Parallels with postcolonial events in Third World countries should caution against overoptimism about the prospects for mutually
reinforcing economic and political development. In general, the study of Third World political development suggest that rapid
regime transition with low mass participation is unlikely to result in sustainable democratic politics, especially where severe
economic dislocations are present. High rates of participation during regime change may lead to rapid disillusionment with
the performance of postrevolutionary government.
It is thus argued that states wishing, for various reasons, to assist in smoothing the transition from communism should pay
heed to the cautionary experience of Third World development assistance and monitor the political dimensions of the transformation,
such as the stability of coalition governments, electoral turnout, ethnonationalism, as well as the orthodox economic indicators
like inflation and rates of domestic investment. With respect to international assistance to the former Communist countries
of Eastern and Central Europe, the article shows that the capacity of the Group of Twenty Four (G-24) donors to aid economic
recovery is well below what is requested, or needed. Despite hosting a donor summit, the United States is taking a far less
prominent role in the post-Cold War donor community than was the case in the analogous program for post-World War II recovery.

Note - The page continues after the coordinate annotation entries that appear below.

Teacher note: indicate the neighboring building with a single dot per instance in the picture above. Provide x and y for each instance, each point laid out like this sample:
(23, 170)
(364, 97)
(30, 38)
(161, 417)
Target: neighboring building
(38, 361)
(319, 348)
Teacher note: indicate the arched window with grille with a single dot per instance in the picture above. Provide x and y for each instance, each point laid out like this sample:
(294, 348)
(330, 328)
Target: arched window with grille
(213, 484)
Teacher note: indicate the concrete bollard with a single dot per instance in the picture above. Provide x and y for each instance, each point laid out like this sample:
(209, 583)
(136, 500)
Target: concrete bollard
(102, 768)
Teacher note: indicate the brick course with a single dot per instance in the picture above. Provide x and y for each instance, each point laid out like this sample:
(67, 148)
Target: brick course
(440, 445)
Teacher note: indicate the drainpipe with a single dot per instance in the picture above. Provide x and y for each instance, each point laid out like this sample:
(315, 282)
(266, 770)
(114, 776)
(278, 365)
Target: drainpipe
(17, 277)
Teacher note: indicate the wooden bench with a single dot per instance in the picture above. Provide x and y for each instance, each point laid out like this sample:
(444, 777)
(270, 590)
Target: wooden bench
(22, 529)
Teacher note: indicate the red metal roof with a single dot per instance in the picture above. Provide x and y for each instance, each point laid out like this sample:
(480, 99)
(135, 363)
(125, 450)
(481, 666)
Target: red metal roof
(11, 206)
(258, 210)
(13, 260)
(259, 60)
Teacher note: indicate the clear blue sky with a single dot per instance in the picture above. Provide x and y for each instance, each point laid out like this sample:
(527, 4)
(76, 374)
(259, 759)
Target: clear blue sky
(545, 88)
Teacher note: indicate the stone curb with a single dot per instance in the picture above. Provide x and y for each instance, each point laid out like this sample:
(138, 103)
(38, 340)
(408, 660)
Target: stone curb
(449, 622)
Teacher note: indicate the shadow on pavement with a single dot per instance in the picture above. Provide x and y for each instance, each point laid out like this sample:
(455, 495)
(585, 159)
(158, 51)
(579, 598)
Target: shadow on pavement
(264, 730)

This is having an impact on both volume and coordination of assistance. Finally, a strong, possibly ideological, preference
among donors for finding private sector recipients for the bulk of assistance may erode the capacity of the post-Communist
states to provide both infrastructure and political stability needed for investor confidence.
Those making decisions about levels and modes of Western assistance should look beyond economic indicators of privatization
as criteria for continued support and retain, where possible, political development objectives in both financial and project
assistance. While we must not assume that the record of supporting democracy in Central and Eastern Europe will prove to be
any better than in many Third World regimes, the greater security salience of Eastern Europe’s stability adds urgency to the
task of applying political development lessons to the post-Communist experience.
Malcolm J. Grieve specializes in political development and international political economy and in his current research is
exploring the connections between the two fields with regard to analysis of the post-Communist transition. Recent publications
include “Economic Imperialism”, in D. Haglund and M. Hawes, eds.,World Politics: Power, Interdependence and Dependence (Harcourt Brace Jovanovich, 1990) and “Debt and Imperialism: Perspectives on the Debt Crisis,” in S. Riley ed.,The politics of global debt (Macmillan 1993).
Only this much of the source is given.